You can download the file for the pedal stop attachment here:

This step is not necessary for the function of the secure pedal but can be used as an extra safety measure.

Our client uses two wooden blocks beside her bike to mount it, so we attached a holder for a dressing stick to the left block. This acts an extra precaution, so if she has a muscle spasm, she can grab the dressing stick on her left and use it to push on the pedal and lift her foot our more easily.

Dressing stick holder file:

The foot shape of the bike pedal was able to effectively conform to the customer's foot allowing her to pedal the bike without any physical therapist assistance. With the pedal, the customer was satisfied with how the ankle indent of the pedal held the heel of her shoe. Additionally, she believed the sizing of the toe box allowed her enough room for comfortably without sacrificing any security.

While the design was able to secure the customers foot throughout biking exercises, there were issues during attempts to mount the bike. The intention of the design was for it to sit level with an existing box so the customer could slide their foot over and into the pedal. The customer has little fidelity in the motion of her foot, to place her foot exactly on the pedal is very difficult, thus a sliding motion onto a fixed pedal is more appealing. To do this, the pedal was weighted and balanced such that it would always naturally pivot to be right side up. However, due to the nature of the design most of the mass is above the pivot point of the pedal making it difficult to balance. With the completed pedal model, it was possible to balance it such that it always rotates to the desired right side up orientation, but this correcting moment was very weak.

For future iterations, most of the design work should focus on the mounting and um-mounting of the bike.
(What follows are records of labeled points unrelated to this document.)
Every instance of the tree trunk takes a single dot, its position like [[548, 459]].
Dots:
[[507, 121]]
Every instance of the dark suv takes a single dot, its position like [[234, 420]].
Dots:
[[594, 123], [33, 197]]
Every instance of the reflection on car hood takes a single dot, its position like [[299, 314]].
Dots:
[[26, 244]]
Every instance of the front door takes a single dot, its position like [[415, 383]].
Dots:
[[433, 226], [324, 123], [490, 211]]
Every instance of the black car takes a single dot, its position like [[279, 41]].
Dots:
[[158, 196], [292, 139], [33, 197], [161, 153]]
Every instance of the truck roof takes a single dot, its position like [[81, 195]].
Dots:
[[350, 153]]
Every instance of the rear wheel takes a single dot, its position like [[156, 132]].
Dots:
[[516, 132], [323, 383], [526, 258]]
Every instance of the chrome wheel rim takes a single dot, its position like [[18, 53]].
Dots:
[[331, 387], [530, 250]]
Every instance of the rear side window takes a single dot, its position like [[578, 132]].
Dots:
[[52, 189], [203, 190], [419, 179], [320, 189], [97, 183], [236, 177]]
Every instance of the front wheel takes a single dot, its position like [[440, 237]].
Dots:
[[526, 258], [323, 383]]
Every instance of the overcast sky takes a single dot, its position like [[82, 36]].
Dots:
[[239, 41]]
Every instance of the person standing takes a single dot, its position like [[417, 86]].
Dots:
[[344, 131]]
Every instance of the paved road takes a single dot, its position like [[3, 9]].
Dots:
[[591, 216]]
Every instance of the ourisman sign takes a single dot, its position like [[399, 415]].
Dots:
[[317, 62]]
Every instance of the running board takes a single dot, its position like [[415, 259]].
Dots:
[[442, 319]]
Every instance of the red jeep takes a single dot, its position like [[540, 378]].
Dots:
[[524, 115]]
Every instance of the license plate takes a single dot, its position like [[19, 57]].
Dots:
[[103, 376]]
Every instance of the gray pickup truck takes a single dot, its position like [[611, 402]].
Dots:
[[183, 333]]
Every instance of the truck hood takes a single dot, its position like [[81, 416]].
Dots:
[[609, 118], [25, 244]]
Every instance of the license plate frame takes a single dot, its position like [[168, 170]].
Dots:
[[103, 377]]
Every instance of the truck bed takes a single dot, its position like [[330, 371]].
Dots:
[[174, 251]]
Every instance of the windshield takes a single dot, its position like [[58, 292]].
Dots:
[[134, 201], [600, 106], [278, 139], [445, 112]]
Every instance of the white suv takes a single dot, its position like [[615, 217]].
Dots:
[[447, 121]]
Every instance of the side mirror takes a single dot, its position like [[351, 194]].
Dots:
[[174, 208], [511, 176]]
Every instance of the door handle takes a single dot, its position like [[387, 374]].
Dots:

The customer was satisfied with the fit of the pedal but still had difficulties getting her foot into the pedal without the assistance of the physical therapist. This hearkens back to the balancing issue, as the general instability of the pedal was too much. To remedy this, the design needs to have less mass above the pivot point of the pedal. This could be done moving the pedal mounting spot further up into the floor of where the customer would place her foot. Another potential solution could be the development of a more robust counterbalancing system that would allow variations of weight on the aft side of the pedal.